Heimrich sighed. He said, “Nevertheless, admiral.”
“Carry wasn’t like that,” Dorcas said, and spoke quickly, impetuously. “Not at all like that.”
Another incontrovertible fact. But Dorcas Cameron was, of course, very young.
“Well, admiral?” Heimrich said.
Admiral Bennett looked at him, and the look was a reprimand. Heimrich closed his eyes briefly, and opened them, and waited.
“Dorcas is quite right,” Bennett said. “Since Carry married Wilkins, I doubt if she’s looked at—” He did not finish.
“Very well,” Heimrich said. “Before that.” He waited another second or two. “It is quite evident there was, admiral,” he said. “That you’ve remembered something.”
“Long time ago,” Bennett said. “Got nothing to do with this. Couldn’t have.”
“Now admiral,” Heimrich said. “How do we know that? Another man, obviously. And—it couldn’t have been too long ago, could it? Your daughter was a young woman. About—twenty-five, wasn’t it?”
“Twenty-six,” Bennett said. He considered Heimrich further, made up his mind. “Very well,” he said. “When she was twenty, at the university—Missouri University—she met this—young pup. Wrong kind. Mongrel pup. But—nothing would do. I was in Washington. Her mother was dead. She—lacked judgment. Al
l over and done with.” The admiral paused and again, momentarily, the sharp gray eyes were shuttered. “No need to say that, was there?” he said. “Since—everything is.”
“This man—” Heimrich began, and Bennett did not seem to hear him, or want to wait for him.

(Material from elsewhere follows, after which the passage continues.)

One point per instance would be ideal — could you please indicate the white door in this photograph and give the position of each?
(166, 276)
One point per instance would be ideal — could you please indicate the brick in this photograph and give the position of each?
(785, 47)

“Married him,” Bennett said. “Thoroughly nasty specimen, the pup was. After her money, of course. She—she thanked me, Heimrich.” He looked at Heimrich sharply. “In so many words,” he said.
“For?”
“Paying him off,” Bennett said. “Convincing him he’d better take a bird in the hand, since—well, all she got was the income until she was twenty-one. And, I controlled it. It didn’t take much argument, Heimrich. Walked off with the money, all right and she sued him. Desertion is enough, thereabouts.”
“And,” Heimrich said, “she thanked you?”
“Later on,” Bennett said. “Not much later on. Yes. Since she wasn’t stupid.”
“He was, what?” Heimrich said. “A fellow student?”
“Yes. You meet all kinds at a big school like that. He was several years older. Time out for his military training, I suppose. Army, probably. Not a type we’d want. Scribbled things. Commie, shouldn’t wonder.”
The Army was not represented on the pleasant, shady terrace, where nothing was really pleasant any more. Heimrich thought it was probably just as well. He supposed Admiral Bennett meant the “mongrel pup” who had been Caroline Bennett’s first husband had been a writer, or had wanted to be one; he supposed that the word “Commie” was no more than a handy stick, and that it didn’t greatly matter, in any case. He supposed that none of it mattered. Most of what one turned up with didn’t. He heard the telephone ringing in the house.
“Very well, Kelley,” Admiral Bennett said. “Get that.”
“Sir,” Alan Kelley said, and went to answer the telephone.